In de tuinen, behoudens in de bouwvrije zijtuinstroken, zijn volgende bijgebouwen en constructies toegelaten.
-
-
bergplaatsen en hokken
-
gebouwen voor de toegelaten nevenbestemmingen op de benedenverdieping van de hoofdgebouwen
-
specifieke tuinconstructies (prieeltje, pergola, siervijver e.d.)
-
verhardingen bestemd als parkeerplaats in functie van de bestemming van het hoofdgebouw. Deze verharding mag noch als openluchtwerkplaats, noch als openluchtstapelplaats voor materialen en/of schroot dienen.
-
Bijgebouwen en constructies
-
De samengevoegde oppervlakte van bijgebouwen en/of verhardingen mag niet meer bedragen dan 15% van de perceelsoppervlakte.
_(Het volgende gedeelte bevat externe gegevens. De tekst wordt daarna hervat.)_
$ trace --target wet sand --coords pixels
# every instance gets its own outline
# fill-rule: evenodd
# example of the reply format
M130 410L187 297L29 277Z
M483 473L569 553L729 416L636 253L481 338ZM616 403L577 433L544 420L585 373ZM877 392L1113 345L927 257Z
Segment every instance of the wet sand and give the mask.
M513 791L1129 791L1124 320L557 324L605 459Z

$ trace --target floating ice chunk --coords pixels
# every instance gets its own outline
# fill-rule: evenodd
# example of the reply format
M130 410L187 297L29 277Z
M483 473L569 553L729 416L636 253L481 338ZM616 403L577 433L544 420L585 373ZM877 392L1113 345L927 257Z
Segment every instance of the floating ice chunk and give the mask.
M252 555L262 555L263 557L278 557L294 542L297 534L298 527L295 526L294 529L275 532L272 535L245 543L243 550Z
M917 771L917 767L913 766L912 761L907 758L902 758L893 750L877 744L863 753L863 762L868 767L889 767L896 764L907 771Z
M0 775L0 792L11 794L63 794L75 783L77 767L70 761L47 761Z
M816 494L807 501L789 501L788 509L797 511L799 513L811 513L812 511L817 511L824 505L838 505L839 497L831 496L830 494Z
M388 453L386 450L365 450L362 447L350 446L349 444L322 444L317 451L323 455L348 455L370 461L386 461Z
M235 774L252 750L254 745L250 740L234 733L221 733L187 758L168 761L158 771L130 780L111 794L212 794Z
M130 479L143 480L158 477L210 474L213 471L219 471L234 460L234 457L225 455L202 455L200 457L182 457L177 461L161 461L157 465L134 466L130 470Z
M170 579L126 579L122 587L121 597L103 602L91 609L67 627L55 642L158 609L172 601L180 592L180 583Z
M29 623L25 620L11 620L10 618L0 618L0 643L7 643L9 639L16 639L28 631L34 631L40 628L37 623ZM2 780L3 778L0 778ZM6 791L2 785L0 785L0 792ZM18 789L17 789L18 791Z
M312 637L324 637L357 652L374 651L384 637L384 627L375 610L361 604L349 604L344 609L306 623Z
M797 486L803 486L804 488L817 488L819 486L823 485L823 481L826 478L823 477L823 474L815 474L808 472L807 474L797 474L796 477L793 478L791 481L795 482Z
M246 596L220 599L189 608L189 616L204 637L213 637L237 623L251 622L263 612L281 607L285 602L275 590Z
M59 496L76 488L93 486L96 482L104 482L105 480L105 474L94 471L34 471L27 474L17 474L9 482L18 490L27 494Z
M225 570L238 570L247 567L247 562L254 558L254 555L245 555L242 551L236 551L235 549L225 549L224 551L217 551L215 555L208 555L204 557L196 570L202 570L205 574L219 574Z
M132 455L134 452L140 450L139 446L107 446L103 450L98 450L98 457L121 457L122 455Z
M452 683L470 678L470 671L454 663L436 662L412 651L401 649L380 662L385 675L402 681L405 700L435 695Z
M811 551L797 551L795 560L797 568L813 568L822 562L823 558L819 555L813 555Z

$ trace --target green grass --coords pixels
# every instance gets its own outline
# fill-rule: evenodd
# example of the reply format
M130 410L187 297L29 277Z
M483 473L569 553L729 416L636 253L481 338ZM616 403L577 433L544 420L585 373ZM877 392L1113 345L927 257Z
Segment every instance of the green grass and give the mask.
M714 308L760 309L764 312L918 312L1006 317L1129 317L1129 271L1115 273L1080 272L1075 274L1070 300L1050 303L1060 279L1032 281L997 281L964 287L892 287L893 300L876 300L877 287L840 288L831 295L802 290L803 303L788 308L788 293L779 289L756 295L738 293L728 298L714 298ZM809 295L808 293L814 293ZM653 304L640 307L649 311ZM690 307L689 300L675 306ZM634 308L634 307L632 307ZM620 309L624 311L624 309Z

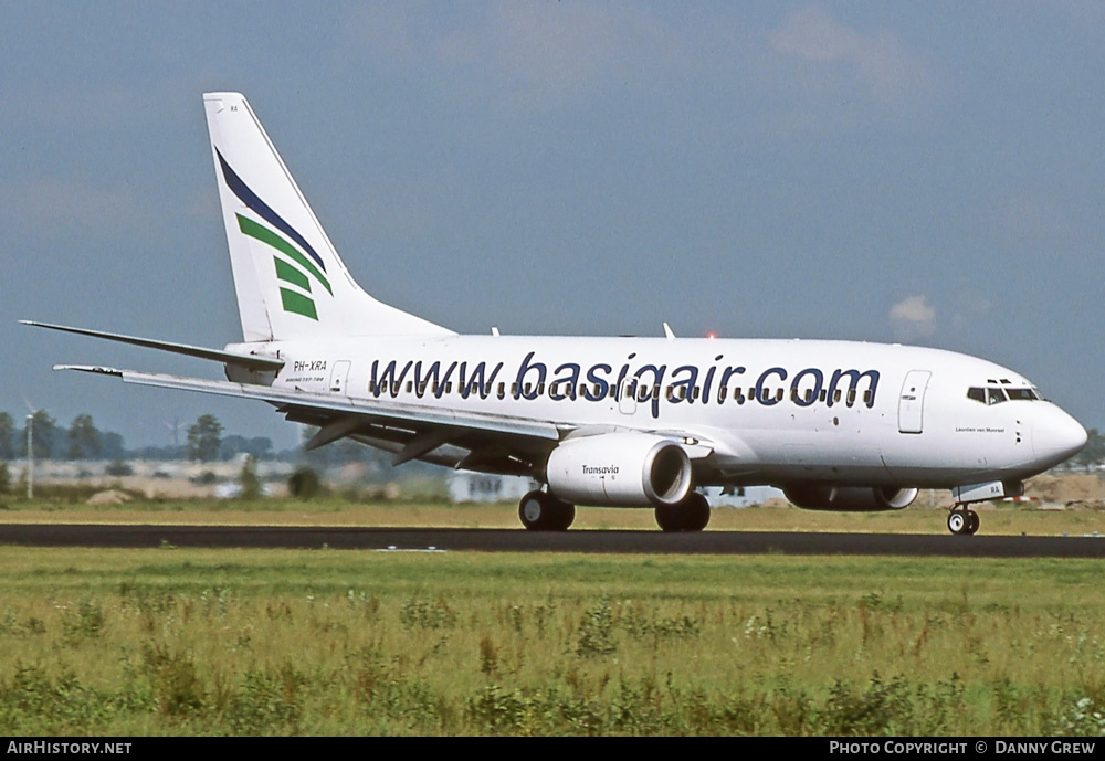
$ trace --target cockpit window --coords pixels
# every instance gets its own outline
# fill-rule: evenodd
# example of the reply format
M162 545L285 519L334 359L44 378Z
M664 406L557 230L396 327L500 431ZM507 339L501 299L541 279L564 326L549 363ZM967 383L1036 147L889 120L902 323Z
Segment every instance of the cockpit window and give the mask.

In deze oppervlakte zijn de verhardingen die toegang geven tot deze 15% niet begrepen.
Deze toegangen hebben een breedte van maximum 3,00m.
Inpandige doorritten naar de tuin zijn, bij aaneengesloten bebouwing slechts toegelaten bij percelen met een breedte van minimum 9,00m.
Deze beperkingen gelden niet bij hoekgebouwen.
-
Bebouwing en/of verharding is slechts toegelaten met dien verstande dat een minimum van 60m² onverharde tuin wordt bewaard.
-
Bij bestaande panden met een tuinoppervlakte van minder dan 60m² zijn geen bijgebouwen, noch verhardingen als parking, toegelaten.
-
Specifieke tuinconstructies en tuinverhardingen in functie van het hoofdgebouw mogen steeds worden opgericht in de onverharde tuinstrook.
-
Plaatsing van de bijgebouwen
-
op niet – hoekpercelen
-
gevel gericht naar het hoofdgebouw: op minimum 23,00m of 27,00m achter de voorgevel van het hoofdgebouw, naargelang de perceeldiepte van minder of meer dan 30,00m.
-
overige gevels: hetzij op de perceelgrens,
hetzij op minimum 2,00m afstand ervan
-
op hoekpercelen
-
gevel gericht naar de perceelgrens waarop de scheidsmuur wordt gebouwd: op minimum 3,00m afstand van deze perceelgrens tot op een diepte van 23,00m of 27,00m gemeten vanaf de voorgevelbouwlijn van het hoofdgebouw, naargelang de perceeldiepte van minder of meer dan 30,00m.
-
gevel aan de straatzijde: op de voorgevelbouwlijn, bepaald voor deze straat.
-
overige gevels: hetzij op de perceelgrens,
hetzij op minimum 2,00m afstand ervan.
-
Afmetingen van de gebouwen
Bouwhoogte
-
-
op niet – hoekpercelen, gemeten vanaf het grondpeil
-
tot de bovenkant van de kroonlijst of deksteen: maximum 2,50m
-
tot de bovenkant van de nok van een schuin dak: maximum 4,00m, met dien verstande dat de hoogte van het gebouw steeds moet begrepen zijn binnen het profiel gevormd door een hoek van 45° met de horizontale, vertrekkend op een hoogte van 2,50m boven de Erfscheidingen en boven de plaats waar de gevel van het bijgebouw, gericht naar het hoofdgebouw, wordt opgericht.
-
-
op hoekpercelen, gemeten vanaf het trottoirpeil
-
de gevel aan de straatzijde: gemeten tot de bovenkant van de kroonlijst of deksteen: minimum 3,00m en maximum 4,00m.
-
de overige gevels: zoals voor de niet – hoekpercelen.
-
Welstand van de gebouwen
-
Dakvorm: vrij
-
Materialen:
-
voor de gevels:
-
zichtbaar vanaf de openbare weg, het openbaar domein of de voor het publiek toegankelijke plaatsen: zelfde voorwaarden als deze die gelden voor de voorgevel van de hoofdgebouwen.
-
overige gevels: zelfde voorwaarden als deze die gelden voor de overige gevels van de hoofdgebouwen.
-
voor de bedekking der schuine daken:
zelfde voorwaarden als deze die gelden voor de schuine daken van de hoofdgebouwen
Daarenboven zijn toegelaten, bij gebouwen voor ambachtelijke bedrijven en voor zover ze niet zichtbaar zijn vanaf de openbare weg, het openbaar domein of de voor het publiek toegankelijke plaatsen:
-
Erfscheidingen
-
Afsluitingsmuren in baksteenmetselwerk met een maximumhoogte van 2,00m, afgedekt met muurkappen, dekstenen of ezelsrug.
-
Levende hagen met een maximumhoogte van 2,00m, versterkt met palen en draad.
-
Hagen gevormd door coniferen zijn niet toegelaten
-
Houten afsluitingen onder de vorm van vlechtwerk of palissaden e.d., met een hoogte van minimum 1,20 en maximum 2,00m, op voorwaarde dat het hout verduurzaamd is in vacuüm en onder druk.
-
Betonpalen en draadwerk, eventueel voorzien van één betonplaat tot op maximum 0,30m boven het grondpeil.
-
Muren bestaande uit betonplaten en meerdere betonplaten boven elkaar zijn verboden.